Nick,
My 4051 works so I haven't had any chance to work on it but I do have
the service manuals if you want to borrow them. I just need to figure out
whar kind of hostage I need for the loan of them!
Joe
At 11:35 PM 9/22/01 -0700, you wrote:
All you Tekkies out there...
I just pulled my old Tektronix 4051 out of the garage (no I don't want to
sell it), plugged it in, turned it on and ... and ... and ...
Well all the lights lit, the memory CRT bloomed, and that was that.

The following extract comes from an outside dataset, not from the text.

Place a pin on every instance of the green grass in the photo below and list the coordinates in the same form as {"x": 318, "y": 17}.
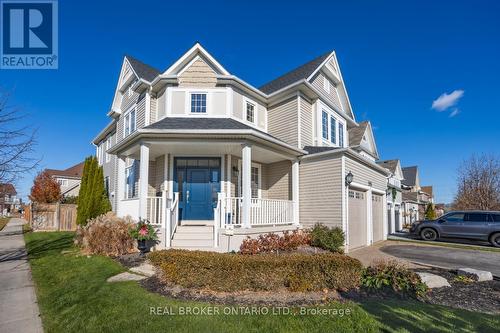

Screen wouldn't clear and the machine wouldn't respond to any keystrokes.
It's frozen...
Well it worked fine when I put it in storage and I was wondering if anyone
had any experience getting these to work after years without juice?
I seem to recall that the machine goes through a self-test on power
up: the "busy" and "i/o" lights light and after a few seconds they go
out
and a square cursor appears on the screen. Does anyone remember what the
self-test looks for? I'm thinking it may try to trigger the tape to rewind
and wait for the results. I don't know why any electronic part would fail
after years of storage but would seem likely that a tape drive motor might
seize up and stop the machine from completing its test.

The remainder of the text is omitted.